Uma visão similar apresentou Mário Castillo, que reforçou que para um MUD é fundamental infraestrutura e redes de alta conectividade. Ainda explicou que é necessário que sua execução necessite de uma integração produtiva regional. Por sua vez, Juan Jung explicou que o investimento em infraestrutura é condição necessária, mas não suficiente para um mercado único digital.

Ambos os participantes expressaram a necessidade de gerar um órgão supranacional para avançar em uma maior integração entre os diferentes países da região. Esta ideia também foi aceita por vários participantes, que concordam que existe uma grande dificuldade na América Latina de se gerar um esforço na criação de regulamentações que possam ser aceitas em todos os países do continente.

Neste sentido, Otero fez referência a um “exemplo muito próximo na Autoridade de Telecomunicações do Caribe Oriental (ECTEL), onde cinco países das Antilhas (Granada, Dominicana, São Vicente e Granadinas, Santa Lúcia e São Cristóvão e Nevis) usam o mesmo regulador de telecomunicações. Eu o expus como prova de que estão tratando de criar órgãos supranacionais deste lado do hemisfério”.
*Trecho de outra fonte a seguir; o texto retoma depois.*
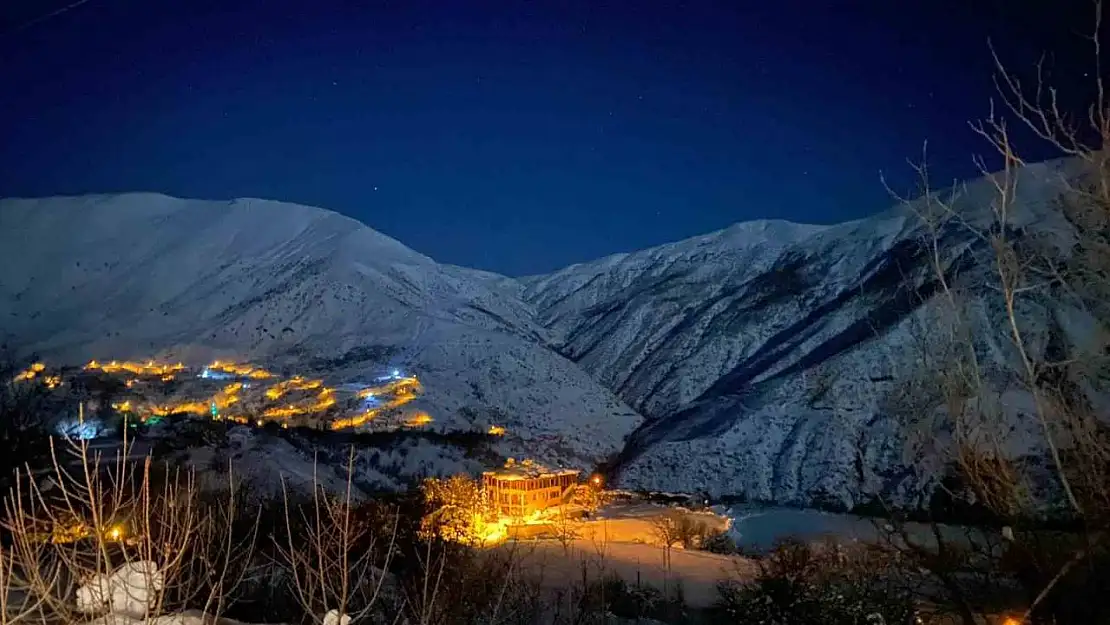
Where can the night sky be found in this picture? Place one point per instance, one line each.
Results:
(513, 137)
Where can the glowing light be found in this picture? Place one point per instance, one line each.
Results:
(419, 420)
(31, 372)
(149, 368)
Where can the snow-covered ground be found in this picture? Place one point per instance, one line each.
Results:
(757, 528)
(762, 354)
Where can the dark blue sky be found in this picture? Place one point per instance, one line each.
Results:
(514, 137)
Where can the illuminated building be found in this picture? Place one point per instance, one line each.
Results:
(521, 490)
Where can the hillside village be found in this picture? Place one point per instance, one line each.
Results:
(149, 392)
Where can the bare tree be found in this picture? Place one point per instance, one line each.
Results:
(73, 531)
(1028, 338)
(332, 555)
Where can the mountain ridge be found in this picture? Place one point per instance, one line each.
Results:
(753, 360)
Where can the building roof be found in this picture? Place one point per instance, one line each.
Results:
(526, 470)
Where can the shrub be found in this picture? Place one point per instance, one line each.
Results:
(799, 585)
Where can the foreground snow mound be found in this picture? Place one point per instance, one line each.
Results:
(763, 355)
(129, 591)
(135, 276)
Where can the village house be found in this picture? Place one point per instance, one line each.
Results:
(522, 490)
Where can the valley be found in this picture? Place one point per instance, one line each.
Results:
(756, 362)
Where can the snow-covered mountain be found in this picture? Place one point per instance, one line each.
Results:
(762, 354)
(145, 275)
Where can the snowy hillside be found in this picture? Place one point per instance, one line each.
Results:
(760, 354)
(135, 276)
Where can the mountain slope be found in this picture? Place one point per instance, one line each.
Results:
(762, 354)
(145, 275)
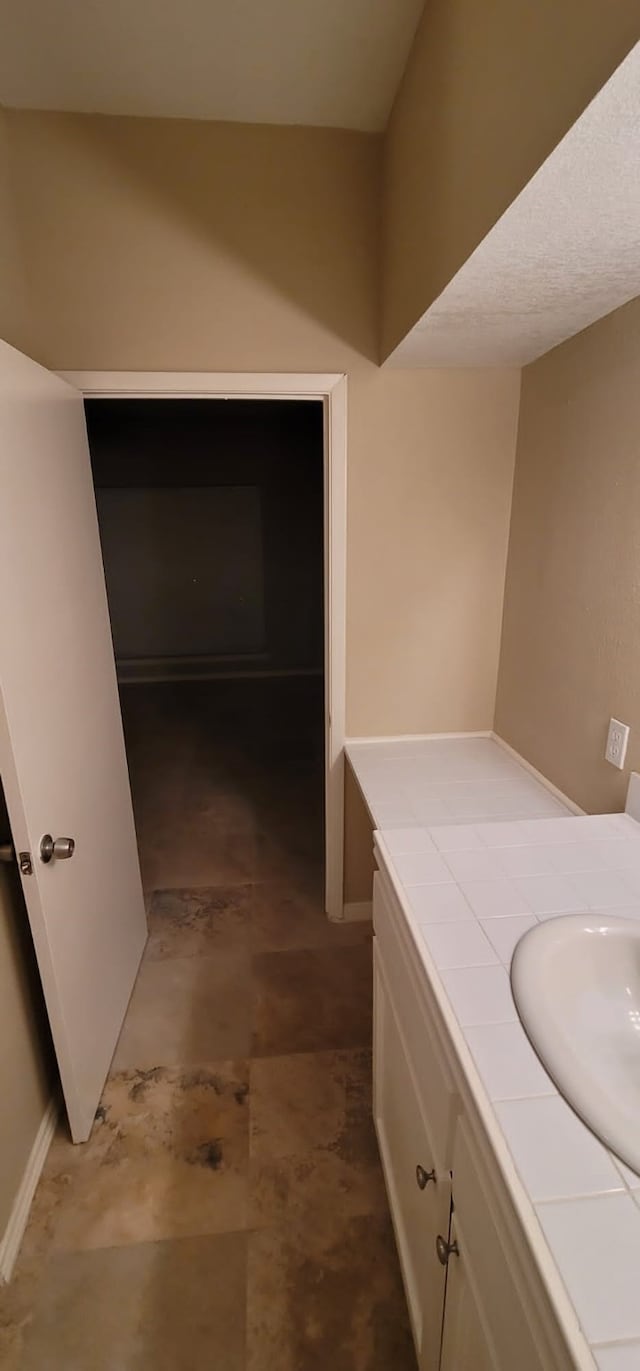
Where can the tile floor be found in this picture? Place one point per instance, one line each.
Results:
(229, 1209)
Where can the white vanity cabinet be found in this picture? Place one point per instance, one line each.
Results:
(476, 1296)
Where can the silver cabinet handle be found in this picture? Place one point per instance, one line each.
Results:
(446, 1249)
(58, 847)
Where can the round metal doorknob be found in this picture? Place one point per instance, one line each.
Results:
(446, 1249)
(58, 847)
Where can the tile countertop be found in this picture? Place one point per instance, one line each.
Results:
(447, 780)
(468, 893)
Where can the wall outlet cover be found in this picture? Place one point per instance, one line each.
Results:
(617, 741)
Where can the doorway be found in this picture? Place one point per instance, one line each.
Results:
(211, 524)
(330, 388)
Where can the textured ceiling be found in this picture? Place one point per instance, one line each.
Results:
(318, 62)
(565, 252)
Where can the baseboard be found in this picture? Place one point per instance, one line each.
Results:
(544, 780)
(358, 911)
(417, 738)
(10, 1242)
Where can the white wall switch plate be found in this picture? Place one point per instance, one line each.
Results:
(617, 741)
(632, 806)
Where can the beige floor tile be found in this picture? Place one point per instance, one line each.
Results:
(167, 1157)
(187, 1009)
(313, 1000)
(156, 1307)
(199, 921)
(313, 1142)
(196, 852)
(326, 1296)
(288, 916)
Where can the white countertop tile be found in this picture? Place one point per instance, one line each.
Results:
(550, 894)
(596, 1244)
(495, 898)
(422, 868)
(606, 889)
(437, 904)
(585, 1200)
(474, 865)
(505, 934)
(555, 1155)
(400, 841)
(458, 943)
(481, 996)
(507, 1064)
(624, 1356)
(451, 838)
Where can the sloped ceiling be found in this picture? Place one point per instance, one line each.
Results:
(315, 62)
(563, 254)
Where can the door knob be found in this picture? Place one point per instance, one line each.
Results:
(58, 847)
(446, 1249)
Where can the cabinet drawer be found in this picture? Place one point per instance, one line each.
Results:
(420, 1203)
(424, 1044)
(494, 1274)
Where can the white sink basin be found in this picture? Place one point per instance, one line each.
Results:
(576, 983)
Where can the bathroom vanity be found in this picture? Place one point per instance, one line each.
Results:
(518, 1233)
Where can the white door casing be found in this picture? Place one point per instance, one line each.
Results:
(62, 750)
(292, 385)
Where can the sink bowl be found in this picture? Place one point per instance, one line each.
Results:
(576, 983)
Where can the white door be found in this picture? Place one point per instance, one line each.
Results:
(62, 751)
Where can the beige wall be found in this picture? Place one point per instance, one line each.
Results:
(488, 92)
(17, 324)
(429, 490)
(23, 1076)
(161, 244)
(570, 654)
(358, 843)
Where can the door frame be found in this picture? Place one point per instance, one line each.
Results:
(282, 385)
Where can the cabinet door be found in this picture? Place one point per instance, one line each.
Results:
(466, 1341)
(404, 1145)
(496, 1315)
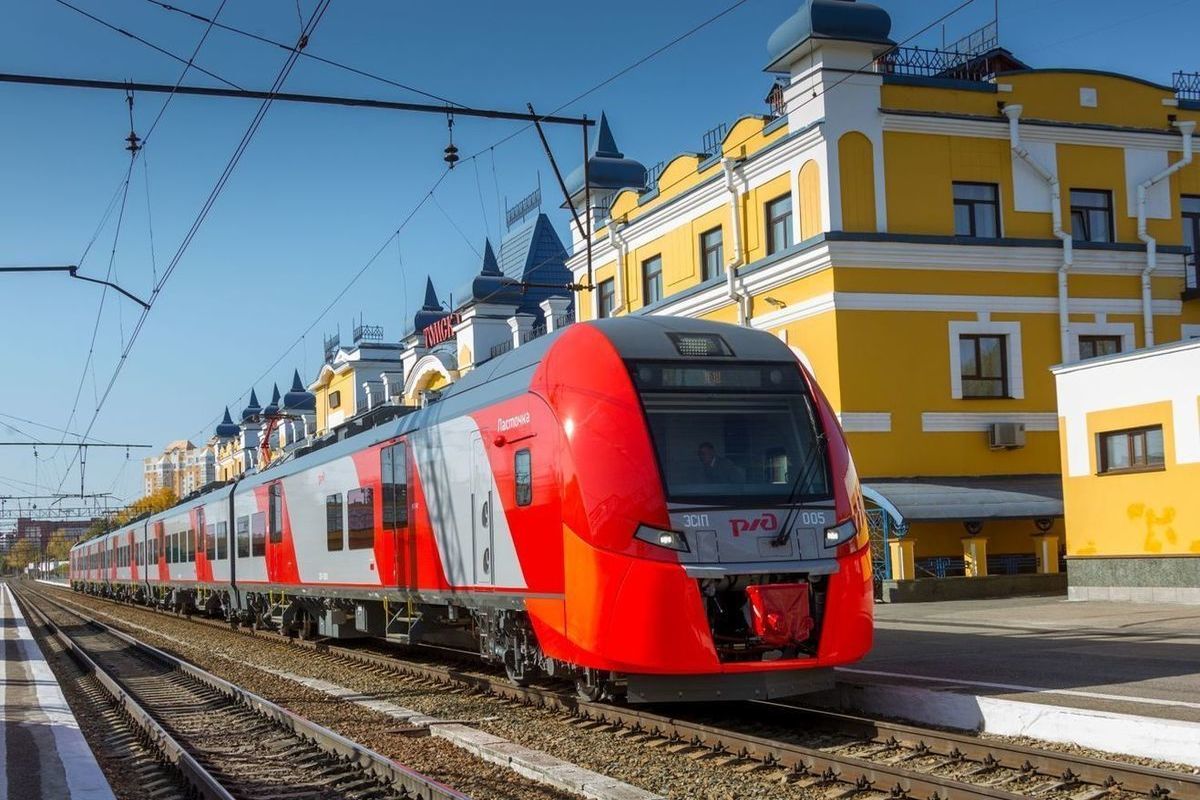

Esta visão gerou otimismo entre os painelistas, que consideraram que a implementação do MUD pode ser uma grande oportunidade para potencializar o setor TIC na região. Também destacaram outras vantagens como as que contam na América Latina para poder potencializar os serviços digitais, como a existência de uma grande escala enquanto população e a uniformidade idiomática da maioria do continente (exceto pelo Brasil). Ambos os pontos foram expostos como uma fortaleza no momento de considerar a implementação do MUD.

Embora o MUD na América Latina ainda pareça distante da realidade, o início das discussões em painéis de qualidade e nível regional tomam um importante avanço. Em particular porque trata-se do primeiro passo dentro de um longo caminho que ainda falta percorrer toda a região.